En formación de quincunx avanzan para enfrentarse a los cartagineses. La
lucha, desigual desde el principio, se decide en muy poco tiempo. La
inexperiencia de nuestros soldados les juega una mala pasada y empiezan a caer
como espigas de trigo cercenadas por una guadaña. Los supervivientes no tardan
en huir dejando atrás a decenas de compañeros caídos. Mi corazón me grita que
corra y busque a mi hijo, pero mi mente, fiel a mi cónsul y a Roma, obliga a
mis pies a mantener la formación.
De
pronto, al ver a los hastati y a los princeps cargar contra los
cartagineses cubriendo la huida de los velites supervivientes, un ligero
rayo de esperanza inunda mi corazón. Una voz en mi interior me asegura que mi
hijo está entre los que huyen y que salvará a vida cuando nuestras fuerzas
cambien el sino de la batalla.
En
un primer momento nuestra élite consigue detener a los invasores y toman la iniciativa,
pero, como si de un castigo divino se tratara, los enemigos se rehacen y, bajo
el peso del salvaje ímpetu que muestran, los romanos reculan y también
comienzan a huir en todas direcciones. No hay duda, si nuestros aliados no
consiguen detenerlos, todo estará perdido.
Miro
al flanco izquierdo, donde nuestros mercenarios se encuentran y lo que veo
termina por alejar de mí todo pensamiento de victoria. La legendaria fiereza y valentía
de los galos brilla por su ausencia. Ante el ataque indiscriminado de los elefantes
cartagineses, aquellos que deberían acabar con esas malditas bestias, en lugar
de mantener sus posiciones y contraatacar, lo que hacen es unirse a la
desbandada general.
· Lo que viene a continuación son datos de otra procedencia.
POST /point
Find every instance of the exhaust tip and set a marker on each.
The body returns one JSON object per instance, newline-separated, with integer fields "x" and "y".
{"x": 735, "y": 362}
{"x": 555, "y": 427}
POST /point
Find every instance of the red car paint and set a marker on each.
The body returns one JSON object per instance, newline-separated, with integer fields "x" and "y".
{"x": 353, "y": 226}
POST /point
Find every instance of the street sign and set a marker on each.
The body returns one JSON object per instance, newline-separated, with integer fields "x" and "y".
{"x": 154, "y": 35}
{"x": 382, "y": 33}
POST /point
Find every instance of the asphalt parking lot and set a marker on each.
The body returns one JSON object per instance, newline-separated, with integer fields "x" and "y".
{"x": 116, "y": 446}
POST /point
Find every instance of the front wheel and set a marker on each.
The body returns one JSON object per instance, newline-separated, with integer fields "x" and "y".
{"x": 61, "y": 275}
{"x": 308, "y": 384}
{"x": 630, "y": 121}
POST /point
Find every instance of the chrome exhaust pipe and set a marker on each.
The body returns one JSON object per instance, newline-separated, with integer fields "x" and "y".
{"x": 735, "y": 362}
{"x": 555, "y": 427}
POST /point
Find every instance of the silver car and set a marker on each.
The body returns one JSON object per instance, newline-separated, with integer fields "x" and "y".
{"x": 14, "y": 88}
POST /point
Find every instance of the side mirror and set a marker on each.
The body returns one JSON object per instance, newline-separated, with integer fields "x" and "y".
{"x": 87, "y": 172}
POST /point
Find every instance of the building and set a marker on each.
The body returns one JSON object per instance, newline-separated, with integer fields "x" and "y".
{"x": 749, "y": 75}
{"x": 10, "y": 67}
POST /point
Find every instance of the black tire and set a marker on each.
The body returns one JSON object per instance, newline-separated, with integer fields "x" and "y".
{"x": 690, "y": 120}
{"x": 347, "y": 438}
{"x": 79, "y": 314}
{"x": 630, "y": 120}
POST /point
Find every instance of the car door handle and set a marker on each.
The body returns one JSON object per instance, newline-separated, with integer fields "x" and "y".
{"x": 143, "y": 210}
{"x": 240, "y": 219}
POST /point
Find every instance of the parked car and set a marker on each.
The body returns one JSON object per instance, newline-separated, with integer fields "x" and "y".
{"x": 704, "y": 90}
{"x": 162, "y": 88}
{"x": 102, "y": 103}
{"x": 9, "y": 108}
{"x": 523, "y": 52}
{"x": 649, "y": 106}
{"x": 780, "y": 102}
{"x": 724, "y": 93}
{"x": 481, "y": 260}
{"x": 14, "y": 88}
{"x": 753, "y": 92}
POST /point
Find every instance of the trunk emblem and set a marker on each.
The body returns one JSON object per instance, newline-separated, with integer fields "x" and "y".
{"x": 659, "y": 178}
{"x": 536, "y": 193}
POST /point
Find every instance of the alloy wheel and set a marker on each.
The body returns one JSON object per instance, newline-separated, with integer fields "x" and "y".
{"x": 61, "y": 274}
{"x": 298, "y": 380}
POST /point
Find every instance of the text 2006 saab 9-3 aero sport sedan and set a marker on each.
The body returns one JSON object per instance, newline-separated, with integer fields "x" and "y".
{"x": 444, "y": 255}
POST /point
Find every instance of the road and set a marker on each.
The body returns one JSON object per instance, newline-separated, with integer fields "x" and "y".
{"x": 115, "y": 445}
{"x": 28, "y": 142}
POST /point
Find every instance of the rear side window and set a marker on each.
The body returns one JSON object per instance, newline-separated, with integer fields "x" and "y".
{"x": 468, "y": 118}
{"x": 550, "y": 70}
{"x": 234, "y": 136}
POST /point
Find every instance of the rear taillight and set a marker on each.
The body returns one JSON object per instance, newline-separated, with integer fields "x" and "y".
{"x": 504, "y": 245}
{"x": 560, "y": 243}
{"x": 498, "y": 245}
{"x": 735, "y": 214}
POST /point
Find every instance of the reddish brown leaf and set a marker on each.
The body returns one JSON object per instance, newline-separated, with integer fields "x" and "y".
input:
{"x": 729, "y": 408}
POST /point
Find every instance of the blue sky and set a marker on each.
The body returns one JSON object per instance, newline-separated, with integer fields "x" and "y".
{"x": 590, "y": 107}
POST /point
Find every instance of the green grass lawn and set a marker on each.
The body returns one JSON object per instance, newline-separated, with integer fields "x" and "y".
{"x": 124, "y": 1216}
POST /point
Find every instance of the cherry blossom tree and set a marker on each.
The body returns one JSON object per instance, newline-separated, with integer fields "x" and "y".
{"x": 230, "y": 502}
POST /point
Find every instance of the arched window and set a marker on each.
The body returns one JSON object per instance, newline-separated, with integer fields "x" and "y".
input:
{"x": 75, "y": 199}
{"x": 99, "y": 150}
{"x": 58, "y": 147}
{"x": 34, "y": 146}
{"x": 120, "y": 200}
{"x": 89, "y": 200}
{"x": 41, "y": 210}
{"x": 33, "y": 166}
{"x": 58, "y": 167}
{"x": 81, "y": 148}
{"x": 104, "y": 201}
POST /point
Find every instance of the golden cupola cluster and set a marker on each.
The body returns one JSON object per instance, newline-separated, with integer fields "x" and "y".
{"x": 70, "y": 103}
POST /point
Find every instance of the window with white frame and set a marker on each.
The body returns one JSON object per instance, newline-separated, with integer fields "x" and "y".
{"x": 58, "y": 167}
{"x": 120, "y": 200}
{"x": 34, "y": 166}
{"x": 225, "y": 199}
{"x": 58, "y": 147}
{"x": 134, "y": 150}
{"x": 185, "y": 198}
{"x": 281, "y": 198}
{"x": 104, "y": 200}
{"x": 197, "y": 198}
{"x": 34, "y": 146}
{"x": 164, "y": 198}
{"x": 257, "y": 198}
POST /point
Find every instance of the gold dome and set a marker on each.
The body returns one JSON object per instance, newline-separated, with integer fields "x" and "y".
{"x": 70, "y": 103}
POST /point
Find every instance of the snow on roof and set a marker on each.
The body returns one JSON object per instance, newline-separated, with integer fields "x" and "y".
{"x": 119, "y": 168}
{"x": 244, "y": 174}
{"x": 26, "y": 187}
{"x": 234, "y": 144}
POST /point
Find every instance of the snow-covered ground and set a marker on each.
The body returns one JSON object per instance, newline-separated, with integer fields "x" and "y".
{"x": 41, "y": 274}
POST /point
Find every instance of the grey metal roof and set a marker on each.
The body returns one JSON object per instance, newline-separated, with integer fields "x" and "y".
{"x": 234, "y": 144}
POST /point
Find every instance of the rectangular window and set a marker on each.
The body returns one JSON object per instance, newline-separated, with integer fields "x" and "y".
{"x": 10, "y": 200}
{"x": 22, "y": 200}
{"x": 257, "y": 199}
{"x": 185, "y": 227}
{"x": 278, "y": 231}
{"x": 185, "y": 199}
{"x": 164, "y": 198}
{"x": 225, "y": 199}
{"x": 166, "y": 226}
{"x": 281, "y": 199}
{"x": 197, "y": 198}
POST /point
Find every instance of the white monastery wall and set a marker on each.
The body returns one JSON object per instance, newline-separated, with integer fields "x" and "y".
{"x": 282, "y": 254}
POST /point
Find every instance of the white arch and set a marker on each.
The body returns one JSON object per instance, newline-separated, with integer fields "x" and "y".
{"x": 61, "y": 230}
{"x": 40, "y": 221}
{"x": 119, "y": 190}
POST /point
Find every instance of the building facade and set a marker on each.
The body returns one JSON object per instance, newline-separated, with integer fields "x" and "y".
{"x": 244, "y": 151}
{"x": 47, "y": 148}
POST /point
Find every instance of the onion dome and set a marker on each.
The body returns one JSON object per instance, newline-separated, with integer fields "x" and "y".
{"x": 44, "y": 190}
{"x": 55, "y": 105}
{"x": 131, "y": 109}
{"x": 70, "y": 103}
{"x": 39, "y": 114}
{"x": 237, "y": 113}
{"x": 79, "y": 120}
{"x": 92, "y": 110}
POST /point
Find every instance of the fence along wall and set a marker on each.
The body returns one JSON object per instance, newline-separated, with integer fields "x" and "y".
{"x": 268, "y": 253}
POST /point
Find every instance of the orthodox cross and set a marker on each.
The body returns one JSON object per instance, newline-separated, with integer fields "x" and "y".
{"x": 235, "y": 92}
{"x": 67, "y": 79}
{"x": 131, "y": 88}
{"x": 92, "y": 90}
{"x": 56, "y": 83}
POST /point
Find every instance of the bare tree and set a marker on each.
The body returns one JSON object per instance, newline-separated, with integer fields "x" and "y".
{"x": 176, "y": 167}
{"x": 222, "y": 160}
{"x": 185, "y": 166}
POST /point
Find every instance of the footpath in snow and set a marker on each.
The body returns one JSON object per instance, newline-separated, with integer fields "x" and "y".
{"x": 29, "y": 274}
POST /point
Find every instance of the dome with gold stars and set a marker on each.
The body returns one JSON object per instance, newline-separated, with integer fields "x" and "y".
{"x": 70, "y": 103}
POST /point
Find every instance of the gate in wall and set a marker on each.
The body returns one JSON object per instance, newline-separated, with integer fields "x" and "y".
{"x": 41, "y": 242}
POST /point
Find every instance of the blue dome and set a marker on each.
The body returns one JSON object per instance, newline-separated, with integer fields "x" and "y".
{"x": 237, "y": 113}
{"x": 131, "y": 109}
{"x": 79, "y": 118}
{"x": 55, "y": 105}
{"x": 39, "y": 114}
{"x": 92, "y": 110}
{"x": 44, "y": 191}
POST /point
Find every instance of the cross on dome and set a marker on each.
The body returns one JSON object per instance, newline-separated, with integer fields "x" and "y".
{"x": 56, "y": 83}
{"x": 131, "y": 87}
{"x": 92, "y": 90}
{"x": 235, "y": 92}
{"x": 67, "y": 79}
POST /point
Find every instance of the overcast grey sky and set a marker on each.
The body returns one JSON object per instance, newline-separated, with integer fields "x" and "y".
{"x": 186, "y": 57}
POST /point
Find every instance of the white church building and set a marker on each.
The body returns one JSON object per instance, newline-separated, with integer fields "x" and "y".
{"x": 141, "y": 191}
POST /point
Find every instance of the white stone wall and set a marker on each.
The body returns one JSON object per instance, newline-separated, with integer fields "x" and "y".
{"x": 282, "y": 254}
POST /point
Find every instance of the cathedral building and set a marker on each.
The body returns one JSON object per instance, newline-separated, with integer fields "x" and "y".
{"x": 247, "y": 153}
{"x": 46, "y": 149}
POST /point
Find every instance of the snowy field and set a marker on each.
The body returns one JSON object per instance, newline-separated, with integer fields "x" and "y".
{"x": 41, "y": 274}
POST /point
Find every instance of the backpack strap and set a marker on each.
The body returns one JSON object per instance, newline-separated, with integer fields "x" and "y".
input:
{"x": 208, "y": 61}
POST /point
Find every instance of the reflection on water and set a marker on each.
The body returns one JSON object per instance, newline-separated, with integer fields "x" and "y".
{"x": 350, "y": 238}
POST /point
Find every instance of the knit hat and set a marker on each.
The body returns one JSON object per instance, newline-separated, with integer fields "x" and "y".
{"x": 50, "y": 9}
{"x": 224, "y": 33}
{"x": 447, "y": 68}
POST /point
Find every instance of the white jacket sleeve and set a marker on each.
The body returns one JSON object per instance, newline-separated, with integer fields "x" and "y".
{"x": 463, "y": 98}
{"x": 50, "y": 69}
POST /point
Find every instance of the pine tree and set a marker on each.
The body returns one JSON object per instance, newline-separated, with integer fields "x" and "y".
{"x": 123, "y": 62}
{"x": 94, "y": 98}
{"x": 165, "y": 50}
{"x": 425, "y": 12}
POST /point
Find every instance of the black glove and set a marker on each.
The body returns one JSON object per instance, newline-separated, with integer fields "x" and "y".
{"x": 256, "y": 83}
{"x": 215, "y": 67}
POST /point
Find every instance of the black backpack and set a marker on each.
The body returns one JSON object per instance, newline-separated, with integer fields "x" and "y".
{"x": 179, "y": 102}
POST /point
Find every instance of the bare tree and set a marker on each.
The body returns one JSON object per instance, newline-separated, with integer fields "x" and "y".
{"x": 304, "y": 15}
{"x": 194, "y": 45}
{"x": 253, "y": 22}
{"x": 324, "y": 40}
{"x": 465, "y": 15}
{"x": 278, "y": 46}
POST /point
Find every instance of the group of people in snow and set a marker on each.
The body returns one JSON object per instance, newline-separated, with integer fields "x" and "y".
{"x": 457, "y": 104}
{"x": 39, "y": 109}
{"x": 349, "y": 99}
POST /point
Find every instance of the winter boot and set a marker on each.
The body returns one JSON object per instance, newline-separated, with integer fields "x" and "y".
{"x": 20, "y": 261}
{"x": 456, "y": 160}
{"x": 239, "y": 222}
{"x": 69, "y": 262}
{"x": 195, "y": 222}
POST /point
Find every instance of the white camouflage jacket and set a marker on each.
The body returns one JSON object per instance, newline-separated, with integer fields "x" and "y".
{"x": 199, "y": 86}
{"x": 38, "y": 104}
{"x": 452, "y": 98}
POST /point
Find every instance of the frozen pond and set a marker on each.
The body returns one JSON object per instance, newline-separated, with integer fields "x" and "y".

El miedo ha vencido al coraje.
Ante
la falta de resistencia los enormes bestias, junto con la caballería cartaginesa,
azuzan a los restos del ejercito romano que se bate en retirada. Ya solo
quedamos nosotros manteniendo el tipo.
—¡Triarii! ¡A la
carga! —oigo como grita nuestro comandante.
Comenzamos
a avanzar manteniendo escudo contra escudo. En el espacio que queda entre ellos
veo como esas criaturas malditas persiguen a los que huyen, acabando con ellos,
ya sea agarrándolos con esa especie de trompa y lanzándolos por el aire o atravesándolos
de parte a parte con sus colmillos. La tierra, a su paso, se tiñe de roja
muerte.
A
menos de un estadio de ellos veo a mi hijo avanzar, ensangrentado y cojeando,
justo delante de uno de esos animales. Encima de la bestia que lo acosa, los
cartagineses se ríen de él al verlo avanzar a duras penas. No hacen siquiera
intención de acabar con él, de una forma honorable, con sus flechas.
Al
ver que está en peligro, abandono la seguridad de mi escuadra y corro para
tratar de salvarlo. Como un loco esquivo a los que me encuentro de frente,
incluso empujo a alguno de ellos solo para conseguir avanzar más rápido y
llegar a él a tiempo. De pronto veo que cae al suelo, extenuado, a los pies de su
perseguidor.
Lanzo
mi escudo al suelo para ser más ligero, pero Mercurio no es benévolo conmigo y
soy incapaz de alcanzarlo antes de que una de esas enormes patas se apoye en su
espalda y lo aplaste contra el suelo. Sin inmutarse siquiera, el animal de
guerra continua con su imparable ataque en busca de más víctimas.
Yo
esquivo tanto al elefante como a las primeras flechas que me lanzan desde la
torreta que está sobre él, y llego hasta mi hijo cuando aún está vivo. En sus
ojos llorosos veo que me reconoce e intenta hablar. Un coágulo de sangre negra
surge de su boca en lugar de esa dulce voz que jamás volveré a escuchar.
—No hables, hijo —le
digo tratando de calmarlo con mis palabras —. Estoy a tu lado.